Even if the EPL insurer concedes that its FLSA Exclusion does not completely bar coverage, and it therefore has a duty to defend the case, the insurer will often resist funding settlement of a wage and hour class action on the ground that such lawsuits do not seek to recover “insurable damages.”  Insurers argue that the only remedies for such alleged statutory violations are restitutionary payments (uninsurable as a matter of law) and/or penalties (usually excluded from coverage under the policy).  Therefore, EPL insurers insist, any settlement constitutes liability that is either uninsurable or excluded.  Once again, insureds should not simply accept the insurers’ representations on this point.

Several of the statutes frequently invoked by plaintiffs in wage and hour class actions entitle them to recover damages.  For example, California Labor Code Section 226.7 entitles an employee to recover one additional hour of pay for every missed meal or rest period.  See Cal. Lab. Code sec. 226.7(b).  Such amounts do not represent unpaid compensation for hours worked, as the required rest period is only ten minutes long, and the required meal period is 30 minutes in length.  Rather, the remedy is in the nature of liquidated damages.  See Murphy v. Kenneth Cole Productions, 40 Cal. 4th 1094, 1112-13 (2007) (holding that Section 226.7 compensates employees for “the noneconomic injuries employees suffer from being forced to work through rest and meal periods.”)  Similarly, Section 226 provides that an aggrieved employee is entitled to recover his “actual damages” suffered as a result of his employer’s failure to provide accurate wage statements.  See Cal. Lab. Code § 226(e).

Finally, it is important to note that the typical EPL policy definition of covered “Loss” is not strictly limited to “damages.”  “Loss” is often defined to include “other amounts…that the Insured becomes obligated to pay.”  Such “Loss” definitions are broad enough to encompass claims for statutory attorneys’ fees.  (Indeed, some policies expressly define “Loss” to include “statutory attorneys’ fees.”)  Recovery of statutory attorneys’ fees is authorized under numerous sections of California Labor Code, including Sections 218.5, 226, 1194 and 2699.  Of course, such statutory fees frequently make up a large proportion of plaintiffs’ demands.

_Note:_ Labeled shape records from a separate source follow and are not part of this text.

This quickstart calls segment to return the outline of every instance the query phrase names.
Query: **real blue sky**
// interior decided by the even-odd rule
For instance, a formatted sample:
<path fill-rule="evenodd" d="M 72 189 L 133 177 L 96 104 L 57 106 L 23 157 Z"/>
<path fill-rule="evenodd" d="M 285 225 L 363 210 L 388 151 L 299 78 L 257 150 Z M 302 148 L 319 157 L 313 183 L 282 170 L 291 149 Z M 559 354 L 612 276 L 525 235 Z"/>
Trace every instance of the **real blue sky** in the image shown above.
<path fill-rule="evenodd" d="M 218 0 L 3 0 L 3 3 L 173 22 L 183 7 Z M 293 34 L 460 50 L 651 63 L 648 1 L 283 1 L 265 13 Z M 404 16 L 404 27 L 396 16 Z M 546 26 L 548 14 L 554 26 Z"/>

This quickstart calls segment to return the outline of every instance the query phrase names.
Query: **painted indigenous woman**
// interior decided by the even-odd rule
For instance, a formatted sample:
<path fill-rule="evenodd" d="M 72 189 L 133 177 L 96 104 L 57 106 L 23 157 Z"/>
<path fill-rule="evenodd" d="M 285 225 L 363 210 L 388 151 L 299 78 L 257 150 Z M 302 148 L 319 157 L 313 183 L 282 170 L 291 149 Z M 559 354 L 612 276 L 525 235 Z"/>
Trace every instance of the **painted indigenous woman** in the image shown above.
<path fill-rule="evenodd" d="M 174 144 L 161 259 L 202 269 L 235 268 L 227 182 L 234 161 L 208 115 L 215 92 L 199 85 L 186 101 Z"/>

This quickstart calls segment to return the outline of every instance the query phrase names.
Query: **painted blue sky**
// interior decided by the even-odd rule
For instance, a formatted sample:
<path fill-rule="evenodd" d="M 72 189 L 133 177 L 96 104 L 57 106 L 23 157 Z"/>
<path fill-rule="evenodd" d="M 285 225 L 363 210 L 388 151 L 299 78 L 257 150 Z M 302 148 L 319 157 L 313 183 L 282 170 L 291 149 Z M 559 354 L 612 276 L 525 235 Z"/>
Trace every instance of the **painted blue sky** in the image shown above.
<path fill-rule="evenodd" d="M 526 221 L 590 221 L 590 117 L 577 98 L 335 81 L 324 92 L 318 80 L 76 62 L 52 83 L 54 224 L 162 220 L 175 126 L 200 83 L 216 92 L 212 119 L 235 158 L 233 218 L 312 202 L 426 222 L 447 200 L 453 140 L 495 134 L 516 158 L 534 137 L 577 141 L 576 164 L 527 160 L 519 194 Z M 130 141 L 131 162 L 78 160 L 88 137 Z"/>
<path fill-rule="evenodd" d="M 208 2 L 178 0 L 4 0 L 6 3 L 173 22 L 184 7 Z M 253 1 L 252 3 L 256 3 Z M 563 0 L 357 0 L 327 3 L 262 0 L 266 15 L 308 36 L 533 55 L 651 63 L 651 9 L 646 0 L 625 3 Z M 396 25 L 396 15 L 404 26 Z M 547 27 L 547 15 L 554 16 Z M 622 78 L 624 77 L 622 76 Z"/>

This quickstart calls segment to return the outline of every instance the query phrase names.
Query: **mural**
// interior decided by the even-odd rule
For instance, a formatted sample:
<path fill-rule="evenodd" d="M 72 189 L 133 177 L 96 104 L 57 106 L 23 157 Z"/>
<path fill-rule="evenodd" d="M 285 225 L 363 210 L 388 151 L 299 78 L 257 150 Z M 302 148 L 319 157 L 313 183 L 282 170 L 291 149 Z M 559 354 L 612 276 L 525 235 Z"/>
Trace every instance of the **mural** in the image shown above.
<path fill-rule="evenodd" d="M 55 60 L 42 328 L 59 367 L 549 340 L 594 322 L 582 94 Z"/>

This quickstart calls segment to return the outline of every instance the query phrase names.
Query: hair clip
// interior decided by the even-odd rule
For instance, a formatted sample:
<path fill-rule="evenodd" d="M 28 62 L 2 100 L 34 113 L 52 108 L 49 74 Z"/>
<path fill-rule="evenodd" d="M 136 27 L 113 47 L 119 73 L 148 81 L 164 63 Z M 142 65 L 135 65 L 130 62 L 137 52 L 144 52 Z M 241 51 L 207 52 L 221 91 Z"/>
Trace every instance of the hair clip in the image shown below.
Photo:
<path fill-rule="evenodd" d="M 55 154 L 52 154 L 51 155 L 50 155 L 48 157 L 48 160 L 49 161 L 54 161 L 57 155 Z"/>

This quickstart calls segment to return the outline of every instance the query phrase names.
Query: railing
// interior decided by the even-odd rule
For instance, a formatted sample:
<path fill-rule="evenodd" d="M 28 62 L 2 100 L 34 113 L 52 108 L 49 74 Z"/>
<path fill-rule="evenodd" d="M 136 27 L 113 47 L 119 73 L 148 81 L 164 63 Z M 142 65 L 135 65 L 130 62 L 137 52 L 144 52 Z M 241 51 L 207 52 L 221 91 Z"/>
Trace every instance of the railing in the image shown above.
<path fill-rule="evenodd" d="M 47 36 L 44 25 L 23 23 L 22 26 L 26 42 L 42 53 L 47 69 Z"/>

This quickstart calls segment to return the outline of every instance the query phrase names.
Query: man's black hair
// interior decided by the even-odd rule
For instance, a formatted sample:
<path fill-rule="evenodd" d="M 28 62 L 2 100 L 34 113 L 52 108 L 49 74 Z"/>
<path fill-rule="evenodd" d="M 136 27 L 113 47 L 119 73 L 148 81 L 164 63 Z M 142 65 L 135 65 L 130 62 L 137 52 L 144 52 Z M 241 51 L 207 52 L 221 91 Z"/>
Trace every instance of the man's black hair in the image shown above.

As the foregoing discussion demonstrates, the law governing insurance coverage wage and hour class actions is far from settled.  California insureds should reject the “conventional wisdom” that EPL insurance simply does not cover such lawsuits.  The insured should closely examine its own policy language and the specific allegations of the underlying complaint to determine whether the potential for coverage exists.